Testimony of Danielle E. Roeber
Alcohol Safety and Occupant Protection Coordinator
National Transportation Safety Board
for the California Press Conference on Child Passenger Safety Legislation
Sacramento, California
April 24, 2006


It is a pleasure to be here in Sacramento on behalf of the National Transportation Safety Board. I thank you for this invitation, and I bring with me an important message about how Californians can better protect their most precious resource, their children. Use child safety seats and booster seats until children are at least 8-years-old and put all children 12-years-old and younger in the back seat.

I am here today to help California improve its child passenger safety law. As David noted, California was a leader on this issue back in 2000, but many States have since surpassed California’s law.

In our 1996 study of child passenger safety issues, the Safety Board determined that not only does restraint use matter, but proper restraint use matters. Of the crashes we investigated, we found that all properly restrained children survived their crashes, and children inappropriately restrained by seat belts had higher overall injury severity.

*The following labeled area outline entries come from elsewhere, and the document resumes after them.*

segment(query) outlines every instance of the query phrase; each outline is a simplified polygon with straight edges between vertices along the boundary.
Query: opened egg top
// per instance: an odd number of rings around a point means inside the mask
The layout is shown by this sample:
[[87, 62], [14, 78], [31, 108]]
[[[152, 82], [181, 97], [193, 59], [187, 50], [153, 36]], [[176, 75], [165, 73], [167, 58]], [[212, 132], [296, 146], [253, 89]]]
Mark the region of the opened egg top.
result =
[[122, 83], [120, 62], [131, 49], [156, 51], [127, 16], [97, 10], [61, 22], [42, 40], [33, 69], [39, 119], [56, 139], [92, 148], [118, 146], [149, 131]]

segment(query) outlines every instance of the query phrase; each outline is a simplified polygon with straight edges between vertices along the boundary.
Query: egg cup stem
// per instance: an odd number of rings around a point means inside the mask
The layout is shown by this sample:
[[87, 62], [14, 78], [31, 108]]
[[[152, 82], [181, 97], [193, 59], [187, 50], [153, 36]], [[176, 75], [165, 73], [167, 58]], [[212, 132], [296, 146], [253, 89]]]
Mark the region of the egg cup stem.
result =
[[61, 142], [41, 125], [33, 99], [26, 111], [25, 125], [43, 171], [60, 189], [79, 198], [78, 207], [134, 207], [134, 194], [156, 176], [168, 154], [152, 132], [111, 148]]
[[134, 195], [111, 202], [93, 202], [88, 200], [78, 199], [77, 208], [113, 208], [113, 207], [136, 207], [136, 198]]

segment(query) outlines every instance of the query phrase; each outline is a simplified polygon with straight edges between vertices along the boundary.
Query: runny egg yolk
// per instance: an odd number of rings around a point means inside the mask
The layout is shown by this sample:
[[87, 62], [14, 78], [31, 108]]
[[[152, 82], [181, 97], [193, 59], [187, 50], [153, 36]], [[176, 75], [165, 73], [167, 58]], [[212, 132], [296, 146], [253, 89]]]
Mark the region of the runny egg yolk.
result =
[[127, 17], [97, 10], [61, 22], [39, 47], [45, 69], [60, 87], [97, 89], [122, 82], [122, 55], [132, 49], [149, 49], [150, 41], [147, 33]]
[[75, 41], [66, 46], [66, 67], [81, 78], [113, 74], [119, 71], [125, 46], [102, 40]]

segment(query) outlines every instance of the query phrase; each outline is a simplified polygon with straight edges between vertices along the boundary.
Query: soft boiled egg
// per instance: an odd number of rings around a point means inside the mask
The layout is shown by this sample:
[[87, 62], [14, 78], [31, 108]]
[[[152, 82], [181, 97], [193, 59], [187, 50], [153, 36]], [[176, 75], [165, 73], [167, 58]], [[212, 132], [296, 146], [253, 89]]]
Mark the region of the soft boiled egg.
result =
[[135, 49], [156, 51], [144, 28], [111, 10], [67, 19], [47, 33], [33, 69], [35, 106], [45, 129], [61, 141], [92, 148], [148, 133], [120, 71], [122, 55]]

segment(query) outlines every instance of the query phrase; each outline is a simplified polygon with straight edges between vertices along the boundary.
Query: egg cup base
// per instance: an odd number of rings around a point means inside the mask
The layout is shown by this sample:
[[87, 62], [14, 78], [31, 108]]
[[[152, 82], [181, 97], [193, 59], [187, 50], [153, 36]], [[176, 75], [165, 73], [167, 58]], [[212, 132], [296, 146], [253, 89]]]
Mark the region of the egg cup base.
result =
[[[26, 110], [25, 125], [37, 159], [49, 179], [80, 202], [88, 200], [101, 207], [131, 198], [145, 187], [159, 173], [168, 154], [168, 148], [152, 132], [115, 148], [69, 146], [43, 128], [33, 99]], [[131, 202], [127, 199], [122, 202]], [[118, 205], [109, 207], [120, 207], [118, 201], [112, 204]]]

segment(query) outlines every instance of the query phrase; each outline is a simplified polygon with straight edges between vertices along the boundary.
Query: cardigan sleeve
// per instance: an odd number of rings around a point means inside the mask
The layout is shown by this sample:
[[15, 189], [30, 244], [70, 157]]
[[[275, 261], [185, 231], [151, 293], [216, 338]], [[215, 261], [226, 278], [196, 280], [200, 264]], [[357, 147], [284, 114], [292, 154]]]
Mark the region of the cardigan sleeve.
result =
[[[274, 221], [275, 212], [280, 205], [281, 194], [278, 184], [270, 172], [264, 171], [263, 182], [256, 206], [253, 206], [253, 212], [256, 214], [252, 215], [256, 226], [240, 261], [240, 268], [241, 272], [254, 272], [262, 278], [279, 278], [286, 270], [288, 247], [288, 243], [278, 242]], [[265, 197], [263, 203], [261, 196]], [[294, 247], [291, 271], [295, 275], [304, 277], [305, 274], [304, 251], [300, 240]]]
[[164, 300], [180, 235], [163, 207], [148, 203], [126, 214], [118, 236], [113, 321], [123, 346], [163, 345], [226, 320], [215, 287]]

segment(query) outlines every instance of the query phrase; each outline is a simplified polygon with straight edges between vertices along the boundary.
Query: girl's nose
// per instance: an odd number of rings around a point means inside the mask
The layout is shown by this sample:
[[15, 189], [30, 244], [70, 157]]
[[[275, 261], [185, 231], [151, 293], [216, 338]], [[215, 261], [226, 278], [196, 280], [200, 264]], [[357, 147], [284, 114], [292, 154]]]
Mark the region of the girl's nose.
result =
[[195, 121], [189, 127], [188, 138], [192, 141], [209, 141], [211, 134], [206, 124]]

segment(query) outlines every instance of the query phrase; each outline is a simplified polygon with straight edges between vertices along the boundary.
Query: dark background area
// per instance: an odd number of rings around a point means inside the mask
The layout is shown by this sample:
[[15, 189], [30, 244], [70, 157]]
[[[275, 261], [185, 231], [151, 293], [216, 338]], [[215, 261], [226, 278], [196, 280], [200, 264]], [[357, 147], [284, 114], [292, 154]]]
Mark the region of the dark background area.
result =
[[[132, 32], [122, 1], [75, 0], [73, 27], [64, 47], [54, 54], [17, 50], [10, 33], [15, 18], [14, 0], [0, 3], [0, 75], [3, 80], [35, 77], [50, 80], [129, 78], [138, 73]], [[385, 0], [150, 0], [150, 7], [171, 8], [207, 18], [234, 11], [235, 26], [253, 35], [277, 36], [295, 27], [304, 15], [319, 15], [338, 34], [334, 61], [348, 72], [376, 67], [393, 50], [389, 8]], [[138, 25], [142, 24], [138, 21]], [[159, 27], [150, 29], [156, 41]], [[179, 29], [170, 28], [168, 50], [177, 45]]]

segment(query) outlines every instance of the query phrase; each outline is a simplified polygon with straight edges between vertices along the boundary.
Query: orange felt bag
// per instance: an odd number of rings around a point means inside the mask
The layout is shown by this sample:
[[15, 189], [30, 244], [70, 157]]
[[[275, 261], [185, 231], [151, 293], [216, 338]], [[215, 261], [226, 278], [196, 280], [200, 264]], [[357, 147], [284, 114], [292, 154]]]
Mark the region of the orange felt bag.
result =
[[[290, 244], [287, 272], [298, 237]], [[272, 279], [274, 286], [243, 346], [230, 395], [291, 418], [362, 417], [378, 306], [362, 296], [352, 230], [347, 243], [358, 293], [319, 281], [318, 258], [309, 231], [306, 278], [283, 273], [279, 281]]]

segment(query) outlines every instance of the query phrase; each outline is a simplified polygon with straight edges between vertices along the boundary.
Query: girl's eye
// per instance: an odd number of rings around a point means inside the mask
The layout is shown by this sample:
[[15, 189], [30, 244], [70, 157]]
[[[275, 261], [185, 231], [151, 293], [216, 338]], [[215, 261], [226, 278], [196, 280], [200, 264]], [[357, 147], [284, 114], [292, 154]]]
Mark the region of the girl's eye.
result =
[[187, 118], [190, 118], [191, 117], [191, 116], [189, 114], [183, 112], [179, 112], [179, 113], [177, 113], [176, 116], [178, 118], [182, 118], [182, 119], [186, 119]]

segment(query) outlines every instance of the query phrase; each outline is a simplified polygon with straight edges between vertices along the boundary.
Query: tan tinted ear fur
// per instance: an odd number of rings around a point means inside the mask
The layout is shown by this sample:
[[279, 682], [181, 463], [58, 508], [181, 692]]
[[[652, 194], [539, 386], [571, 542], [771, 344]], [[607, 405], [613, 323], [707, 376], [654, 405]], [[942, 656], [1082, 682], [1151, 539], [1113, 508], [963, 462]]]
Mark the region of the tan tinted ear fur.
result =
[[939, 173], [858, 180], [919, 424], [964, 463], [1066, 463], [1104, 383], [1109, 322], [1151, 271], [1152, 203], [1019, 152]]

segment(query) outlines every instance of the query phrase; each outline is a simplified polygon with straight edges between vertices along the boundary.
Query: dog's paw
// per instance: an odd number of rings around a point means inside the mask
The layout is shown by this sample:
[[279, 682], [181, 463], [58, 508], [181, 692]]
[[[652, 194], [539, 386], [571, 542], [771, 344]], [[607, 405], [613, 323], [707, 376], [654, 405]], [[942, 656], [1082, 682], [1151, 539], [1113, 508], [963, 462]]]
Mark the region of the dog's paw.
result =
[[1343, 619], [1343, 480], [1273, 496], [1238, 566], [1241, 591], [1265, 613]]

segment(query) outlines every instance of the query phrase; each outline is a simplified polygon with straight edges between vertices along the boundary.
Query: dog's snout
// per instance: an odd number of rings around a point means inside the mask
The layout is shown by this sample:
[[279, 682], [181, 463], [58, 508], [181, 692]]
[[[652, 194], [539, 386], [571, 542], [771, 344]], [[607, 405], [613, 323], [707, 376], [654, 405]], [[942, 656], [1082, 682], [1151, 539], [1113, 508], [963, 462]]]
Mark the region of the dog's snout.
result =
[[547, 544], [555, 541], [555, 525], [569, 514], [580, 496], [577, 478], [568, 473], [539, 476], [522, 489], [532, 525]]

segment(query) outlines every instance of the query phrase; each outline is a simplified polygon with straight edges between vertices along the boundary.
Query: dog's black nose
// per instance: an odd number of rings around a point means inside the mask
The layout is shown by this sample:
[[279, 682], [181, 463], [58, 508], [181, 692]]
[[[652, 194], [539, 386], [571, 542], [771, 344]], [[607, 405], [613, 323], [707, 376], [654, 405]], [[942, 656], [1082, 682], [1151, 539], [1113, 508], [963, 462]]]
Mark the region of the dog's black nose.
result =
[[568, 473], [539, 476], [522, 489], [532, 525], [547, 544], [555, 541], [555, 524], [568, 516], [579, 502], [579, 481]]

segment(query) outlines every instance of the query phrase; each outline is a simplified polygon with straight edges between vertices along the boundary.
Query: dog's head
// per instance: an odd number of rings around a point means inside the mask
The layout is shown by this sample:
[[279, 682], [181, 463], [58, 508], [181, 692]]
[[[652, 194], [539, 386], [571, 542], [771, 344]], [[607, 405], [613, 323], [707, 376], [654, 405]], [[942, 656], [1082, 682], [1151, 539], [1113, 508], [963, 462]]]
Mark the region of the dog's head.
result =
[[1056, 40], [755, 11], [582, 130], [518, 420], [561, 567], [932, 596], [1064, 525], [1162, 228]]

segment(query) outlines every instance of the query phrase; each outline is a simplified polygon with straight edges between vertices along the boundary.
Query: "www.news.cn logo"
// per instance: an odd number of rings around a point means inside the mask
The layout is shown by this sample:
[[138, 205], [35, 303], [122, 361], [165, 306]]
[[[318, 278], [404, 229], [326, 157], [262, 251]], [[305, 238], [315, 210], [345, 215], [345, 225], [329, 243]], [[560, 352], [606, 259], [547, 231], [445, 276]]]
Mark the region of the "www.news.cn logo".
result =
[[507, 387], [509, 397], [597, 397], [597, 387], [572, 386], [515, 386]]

The Safety Board concluded that using a booster seat is a necessary intermediate step that helps properly position seat belts. Based on our findings, we asked all States to mandate that children under age 8 travel in child safety seats or booster seats.

Also in our 1996 investigation, the Safety Board found that a greater percentage of children in the front seat suffered injuries than those children riding in the back. Other research has shown that moving children to the back seat cuts a child's risk of injury by one-third. The fact is that the back seat is safer for all of us, but children are especially at risk, particularly because of air bags. Yes, today's air bags are more advanced and can adjust deployment according to a person’s size, position to the air bag, and restraint use, but motor vehicles with older air bags remain in circulation. The Board recommends that States require all children age 12 and under to travel in the back.

California was one of the first States to respond to our recommendations; because of California’s leadership, there are now 35 States and the District of Columbia, which mandate booster seats for children who are too big for traditional child safety seats. But of those 35 States, only 13 have laws that cover the entire age-range we recommend (age 4 through 7), and California isn’t one of them.

As for back seat laws, we have not had anywhere near the success in getting laws to match best practice. Only 15 States, including California, have mandated back seat use, and only the law in the State of Washington fully implements the Safety Board’s recommendation of back seat use for children 12-years-old and younger.

It’s time for California to once again take the lead. By successfully upgrading your child passenger safety law, you will show 36 other States that this is no time to sit idly by; more work needs to be done! And once that law is passed, back it up with good education and enforcement. It takes all three parts to make a difference.

In 2004, more than 150 children age 6 and 7 were killed while riding in motor vehicles on our nation’s roadways. Ten of those children were in California. In that same year, more than 200 children age 6 through age 12 were killed while riding in the front seat of a motor vehicle. Fifteen were in California. While these numbers seem small, I want to emphasize 2 very important facts.

First, motor vehicle crashes remain the number one cause of fatal injury for people age 4 through age 34, including those children who will be covered by Assembly Bill 2108. Second, no number is too small, not when it is your child. Not when something can be done about it! That’s why improving child passenger safety laws has been and remains on the Safety Board’s list of “Most Wanted” safety recommendations. It’s our priority; today, we ask California’s legislators to make it theirs!

One group that does not need to be convinced to make child passenger safety a priority is the law enforcement community. I would like to introduce Officer Traci Rebiejo from the Livermore Police Department. Officer Rebiejo is a Traffic Education Police Officer and NHTSA Child Passenger Safety Technician Instructor, something she has done for the last 9 years.